BEIJING, May 16 (Xinhua) -- The number of Internet users in China reached 477 million at the end of March and websites registered with the proper authorities climbed to 3.82 million, a senior telecommunication official said Monday.
Wang Jianwen, deputy head of the Telecommunications Administration Bureau under the Ministry of Industry and Information Technology, announced the figures while addressing a meeting on creating a healthy online environment.
Noting that the rapidly-developing Internet has been shaping social relations, the economy, and culture, Wang said surging online fraud, pornography and illegal publicity are disrupting online communications and the market economy.
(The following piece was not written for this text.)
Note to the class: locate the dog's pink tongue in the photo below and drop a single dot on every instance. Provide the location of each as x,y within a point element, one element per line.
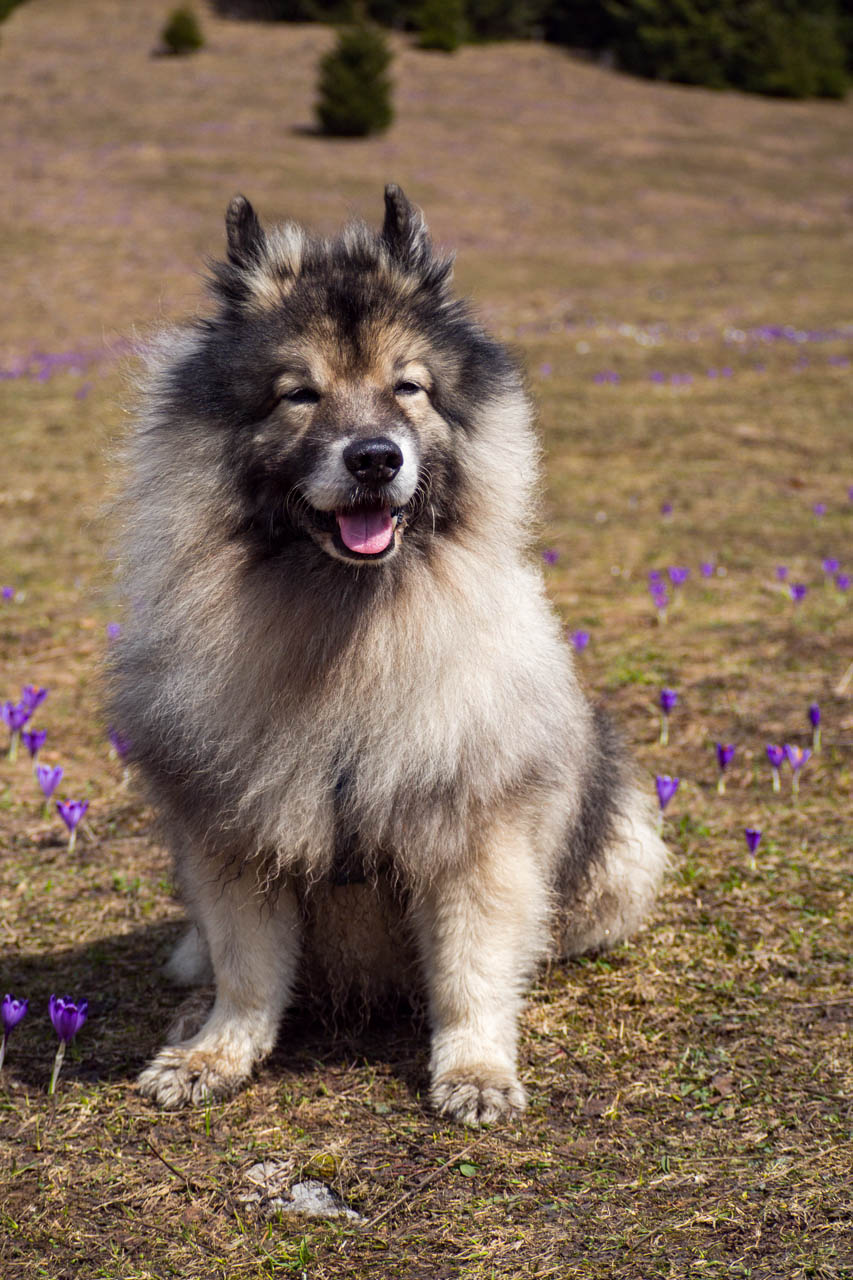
<point>366,531</point>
According to officials, illegal publicity is when companies or individuals recruit "Internet mercenaries" to engage in improper competition against rivals, such as fabricating or distorting facts that can lead to blackmail or seeking to reap profits by sensationalizing issues via the Internet.
A product brand manager for Mengniu, a major Chinese dairy product company, was arrested in October last year after enlisting the help of a public relations firm in organizing an online slander campaign against rival milk product firm Yili.
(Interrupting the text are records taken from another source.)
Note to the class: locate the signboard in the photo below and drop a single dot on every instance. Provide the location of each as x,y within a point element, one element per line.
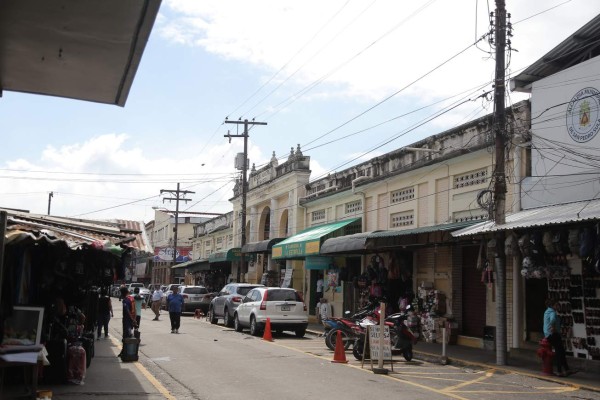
<point>374,334</point>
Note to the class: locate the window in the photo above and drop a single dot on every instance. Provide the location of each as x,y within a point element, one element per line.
<point>473,215</point>
<point>353,207</point>
<point>401,219</point>
<point>470,179</point>
<point>398,196</point>
<point>318,215</point>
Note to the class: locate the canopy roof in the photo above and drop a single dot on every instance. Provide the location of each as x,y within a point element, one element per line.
<point>84,49</point>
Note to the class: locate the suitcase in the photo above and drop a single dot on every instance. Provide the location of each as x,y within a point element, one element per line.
<point>56,372</point>
<point>76,364</point>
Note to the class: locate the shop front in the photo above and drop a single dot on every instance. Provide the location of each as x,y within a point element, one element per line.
<point>225,266</point>
<point>556,253</point>
<point>261,267</point>
<point>302,254</point>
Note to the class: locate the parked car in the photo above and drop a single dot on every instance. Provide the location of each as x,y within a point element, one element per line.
<point>166,292</point>
<point>195,297</point>
<point>283,306</point>
<point>227,300</point>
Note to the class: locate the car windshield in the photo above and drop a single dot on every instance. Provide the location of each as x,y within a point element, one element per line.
<point>244,290</point>
<point>197,290</point>
<point>282,295</point>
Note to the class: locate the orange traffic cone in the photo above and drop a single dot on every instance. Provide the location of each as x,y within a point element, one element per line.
<point>267,334</point>
<point>340,354</point>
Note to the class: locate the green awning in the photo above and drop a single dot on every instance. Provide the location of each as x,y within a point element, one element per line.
<point>308,242</point>
<point>233,254</point>
<point>194,265</point>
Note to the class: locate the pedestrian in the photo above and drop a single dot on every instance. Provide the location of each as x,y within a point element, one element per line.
<point>175,305</point>
<point>139,302</point>
<point>129,320</point>
<point>320,285</point>
<point>552,333</point>
<point>156,299</point>
<point>104,312</point>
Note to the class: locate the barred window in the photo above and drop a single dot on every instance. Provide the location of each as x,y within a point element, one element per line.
<point>471,178</point>
<point>398,196</point>
<point>405,218</point>
<point>318,215</point>
<point>470,215</point>
<point>353,207</point>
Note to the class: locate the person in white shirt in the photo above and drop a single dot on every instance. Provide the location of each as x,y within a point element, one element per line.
<point>156,299</point>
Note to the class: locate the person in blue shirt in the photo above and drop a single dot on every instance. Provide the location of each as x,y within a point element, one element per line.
<point>552,329</point>
<point>175,306</point>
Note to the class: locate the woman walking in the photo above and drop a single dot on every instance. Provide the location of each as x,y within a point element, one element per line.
<point>552,332</point>
<point>104,312</point>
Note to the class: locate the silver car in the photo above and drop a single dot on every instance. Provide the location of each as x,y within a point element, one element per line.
<point>227,301</point>
<point>195,297</point>
<point>283,307</point>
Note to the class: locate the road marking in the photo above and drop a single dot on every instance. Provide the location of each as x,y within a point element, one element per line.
<point>487,375</point>
<point>148,375</point>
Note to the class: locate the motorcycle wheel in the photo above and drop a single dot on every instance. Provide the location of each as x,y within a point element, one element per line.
<point>331,338</point>
<point>357,350</point>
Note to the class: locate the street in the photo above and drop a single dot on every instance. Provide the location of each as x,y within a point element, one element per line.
<point>207,361</point>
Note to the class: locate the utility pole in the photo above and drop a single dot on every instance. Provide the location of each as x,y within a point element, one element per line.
<point>500,181</point>
<point>179,196</point>
<point>50,195</point>
<point>244,183</point>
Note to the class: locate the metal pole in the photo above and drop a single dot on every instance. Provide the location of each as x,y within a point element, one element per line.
<point>500,181</point>
<point>3,218</point>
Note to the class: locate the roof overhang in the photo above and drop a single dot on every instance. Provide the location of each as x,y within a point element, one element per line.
<point>571,213</point>
<point>263,246</point>
<point>85,49</point>
<point>580,46</point>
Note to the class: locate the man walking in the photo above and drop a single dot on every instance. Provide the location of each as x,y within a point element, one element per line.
<point>156,299</point>
<point>175,305</point>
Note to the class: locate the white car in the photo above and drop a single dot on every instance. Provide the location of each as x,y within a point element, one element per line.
<point>284,307</point>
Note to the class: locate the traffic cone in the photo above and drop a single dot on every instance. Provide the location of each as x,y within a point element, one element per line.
<point>339,355</point>
<point>267,335</point>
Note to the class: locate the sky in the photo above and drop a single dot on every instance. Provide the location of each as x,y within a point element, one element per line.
<point>345,80</point>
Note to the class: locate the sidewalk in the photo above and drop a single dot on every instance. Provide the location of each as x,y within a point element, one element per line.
<point>106,377</point>
<point>480,358</point>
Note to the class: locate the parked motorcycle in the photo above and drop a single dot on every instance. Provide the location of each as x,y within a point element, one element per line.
<point>401,337</point>
<point>348,325</point>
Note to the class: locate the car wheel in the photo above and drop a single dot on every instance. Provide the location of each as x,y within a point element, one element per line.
<point>236,323</point>
<point>254,330</point>
<point>211,316</point>
<point>227,319</point>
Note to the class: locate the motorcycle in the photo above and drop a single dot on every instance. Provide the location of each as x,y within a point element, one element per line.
<point>348,326</point>
<point>401,338</point>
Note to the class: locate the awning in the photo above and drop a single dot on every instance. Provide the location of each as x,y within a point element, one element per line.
<point>308,242</point>
<point>356,243</point>
<point>262,246</point>
<point>233,254</point>
<point>581,211</point>
<point>194,265</point>
<point>55,47</point>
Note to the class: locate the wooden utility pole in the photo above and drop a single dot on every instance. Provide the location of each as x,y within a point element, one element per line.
<point>179,196</point>
<point>499,177</point>
<point>50,195</point>
<point>244,184</point>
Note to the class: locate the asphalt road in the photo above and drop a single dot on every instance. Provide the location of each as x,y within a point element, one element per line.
<point>207,361</point>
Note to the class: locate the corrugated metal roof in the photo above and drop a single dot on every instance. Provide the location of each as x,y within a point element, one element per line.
<point>580,46</point>
<point>580,211</point>
<point>422,229</point>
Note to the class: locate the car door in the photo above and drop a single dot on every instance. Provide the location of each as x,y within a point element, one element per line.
<point>220,300</point>
<point>245,307</point>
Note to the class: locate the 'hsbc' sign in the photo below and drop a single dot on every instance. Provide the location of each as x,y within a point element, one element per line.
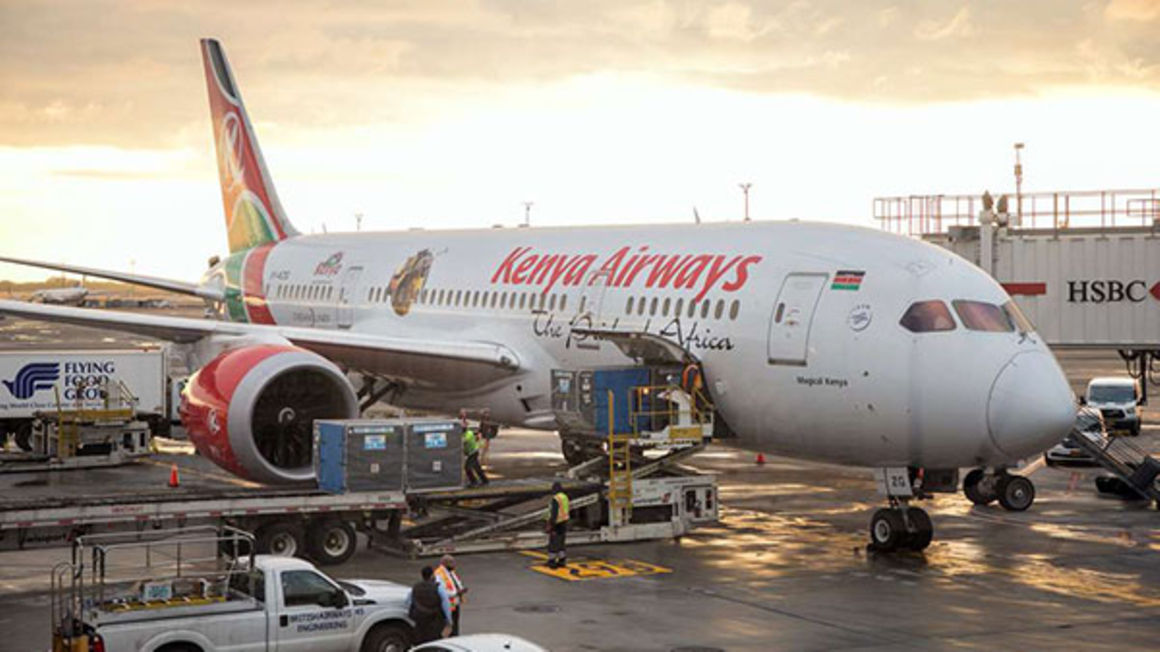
<point>1111,291</point>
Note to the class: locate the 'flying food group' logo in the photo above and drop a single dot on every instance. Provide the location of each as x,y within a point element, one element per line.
<point>31,378</point>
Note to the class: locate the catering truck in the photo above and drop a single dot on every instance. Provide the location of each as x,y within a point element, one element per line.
<point>46,381</point>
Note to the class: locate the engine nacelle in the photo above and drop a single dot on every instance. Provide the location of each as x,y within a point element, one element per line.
<point>252,410</point>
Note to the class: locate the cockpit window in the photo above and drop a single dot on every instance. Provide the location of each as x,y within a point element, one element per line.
<point>925,317</point>
<point>980,316</point>
<point>1017,318</point>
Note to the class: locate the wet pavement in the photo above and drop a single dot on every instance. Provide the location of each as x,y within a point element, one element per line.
<point>787,567</point>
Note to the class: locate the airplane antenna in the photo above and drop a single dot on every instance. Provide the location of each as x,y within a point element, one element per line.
<point>745,188</point>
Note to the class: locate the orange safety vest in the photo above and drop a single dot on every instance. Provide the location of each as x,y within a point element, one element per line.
<point>451,584</point>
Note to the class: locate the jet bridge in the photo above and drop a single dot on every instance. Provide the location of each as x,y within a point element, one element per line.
<point>1084,266</point>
At the meeting Monday, representatives from 140 major Chinese websites signed a self-discipline pact, vowing to never organize or take part in any form of illegal publicity on the Internet.
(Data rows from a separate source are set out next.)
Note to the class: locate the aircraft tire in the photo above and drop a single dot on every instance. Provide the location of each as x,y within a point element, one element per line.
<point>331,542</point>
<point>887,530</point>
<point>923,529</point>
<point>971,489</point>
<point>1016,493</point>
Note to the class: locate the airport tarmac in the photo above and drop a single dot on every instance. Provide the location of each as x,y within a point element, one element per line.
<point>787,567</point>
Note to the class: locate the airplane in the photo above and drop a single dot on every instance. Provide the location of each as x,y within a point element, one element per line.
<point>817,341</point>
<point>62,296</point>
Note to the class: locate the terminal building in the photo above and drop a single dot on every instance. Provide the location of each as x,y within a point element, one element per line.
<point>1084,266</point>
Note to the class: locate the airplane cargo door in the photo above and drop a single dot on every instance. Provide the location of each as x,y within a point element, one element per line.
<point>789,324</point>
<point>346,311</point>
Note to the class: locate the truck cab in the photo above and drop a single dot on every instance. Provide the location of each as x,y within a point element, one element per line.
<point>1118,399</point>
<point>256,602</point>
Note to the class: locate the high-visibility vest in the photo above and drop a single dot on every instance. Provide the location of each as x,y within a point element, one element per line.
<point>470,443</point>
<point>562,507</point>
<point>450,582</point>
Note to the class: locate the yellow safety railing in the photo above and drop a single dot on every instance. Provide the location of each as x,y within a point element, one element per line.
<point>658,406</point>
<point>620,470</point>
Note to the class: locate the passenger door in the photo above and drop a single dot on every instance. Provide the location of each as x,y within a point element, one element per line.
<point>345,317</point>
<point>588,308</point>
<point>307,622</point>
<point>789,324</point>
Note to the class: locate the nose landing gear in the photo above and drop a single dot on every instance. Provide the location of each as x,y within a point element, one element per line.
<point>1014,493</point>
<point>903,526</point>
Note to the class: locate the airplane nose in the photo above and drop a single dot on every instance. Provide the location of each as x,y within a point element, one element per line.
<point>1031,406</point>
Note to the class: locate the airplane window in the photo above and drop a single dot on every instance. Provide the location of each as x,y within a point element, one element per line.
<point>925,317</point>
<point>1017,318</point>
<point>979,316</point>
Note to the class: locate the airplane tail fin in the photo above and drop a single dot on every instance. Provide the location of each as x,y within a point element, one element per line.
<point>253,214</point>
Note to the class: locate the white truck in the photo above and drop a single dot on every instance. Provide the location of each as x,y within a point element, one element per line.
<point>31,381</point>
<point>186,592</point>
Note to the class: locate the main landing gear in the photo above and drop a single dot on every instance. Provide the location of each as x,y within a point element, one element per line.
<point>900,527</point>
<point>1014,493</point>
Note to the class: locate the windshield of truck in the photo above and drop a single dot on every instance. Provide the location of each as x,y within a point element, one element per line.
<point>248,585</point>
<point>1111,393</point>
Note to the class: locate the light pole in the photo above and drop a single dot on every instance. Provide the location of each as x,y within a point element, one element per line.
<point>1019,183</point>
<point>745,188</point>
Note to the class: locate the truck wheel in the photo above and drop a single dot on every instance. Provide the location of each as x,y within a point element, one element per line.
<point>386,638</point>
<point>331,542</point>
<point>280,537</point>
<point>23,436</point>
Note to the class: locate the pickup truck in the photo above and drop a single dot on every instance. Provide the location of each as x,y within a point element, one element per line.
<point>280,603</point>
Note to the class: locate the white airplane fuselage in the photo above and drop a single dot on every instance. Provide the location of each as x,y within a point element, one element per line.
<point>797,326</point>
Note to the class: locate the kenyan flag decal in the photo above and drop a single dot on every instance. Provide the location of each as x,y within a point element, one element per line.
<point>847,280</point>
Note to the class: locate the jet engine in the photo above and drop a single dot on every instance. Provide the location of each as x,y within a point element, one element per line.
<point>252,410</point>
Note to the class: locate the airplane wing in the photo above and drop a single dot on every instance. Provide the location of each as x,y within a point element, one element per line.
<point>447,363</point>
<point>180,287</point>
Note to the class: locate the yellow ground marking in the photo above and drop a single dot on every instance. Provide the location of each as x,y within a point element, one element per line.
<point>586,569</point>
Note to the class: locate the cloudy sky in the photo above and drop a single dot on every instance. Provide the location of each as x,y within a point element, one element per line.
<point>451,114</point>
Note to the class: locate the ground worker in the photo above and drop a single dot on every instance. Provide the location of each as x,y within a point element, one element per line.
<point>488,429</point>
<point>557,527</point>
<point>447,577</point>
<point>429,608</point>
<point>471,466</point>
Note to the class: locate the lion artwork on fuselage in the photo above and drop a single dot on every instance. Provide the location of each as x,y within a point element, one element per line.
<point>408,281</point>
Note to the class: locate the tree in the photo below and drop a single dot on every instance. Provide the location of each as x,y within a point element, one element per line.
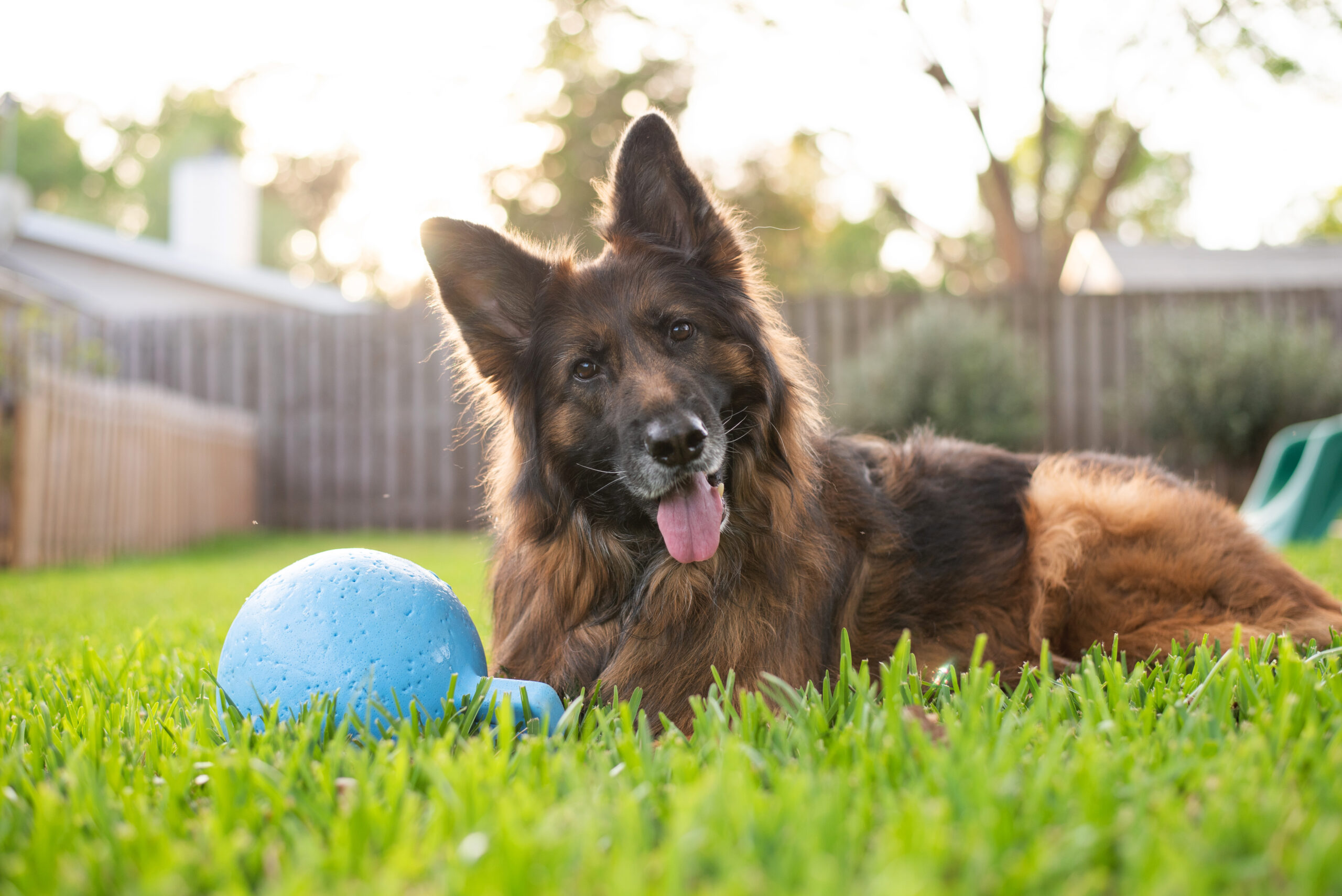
<point>806,249</point>
<point>555,199</point>
<point>1093,174</point>
<point>809,250</point>
<point>1329,224</point>
<point>128,186</point>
The websites represented include www.sohu.com, www.netease.com, www.sina.com, www.qq.com, Chinese language search giant www.baidu.com, video-sharing database www.youku.com, and the social networking service (SNS) www.kaixin001.com.
The Internet Society of China (ISC), which worked out the pact with the websites, is calling on all Internet participators, organizations and individuals to fight illegal online publicity practices, said Ma Ning, general secretary of ISC, while addressing the meeting.
Ma said the move aims to form an Internet environment showcasing the values of integrity and civility, which is favorable for the Internet industry's healthy development.
Among the representatives from website firms, Wen Yonggang, deputy general manager of the national web-based broadcaster China Network Television (CNTV), said illegal online publicity jeopardizes people's right to know the truth and undermines the public's trust in Internet-based communication.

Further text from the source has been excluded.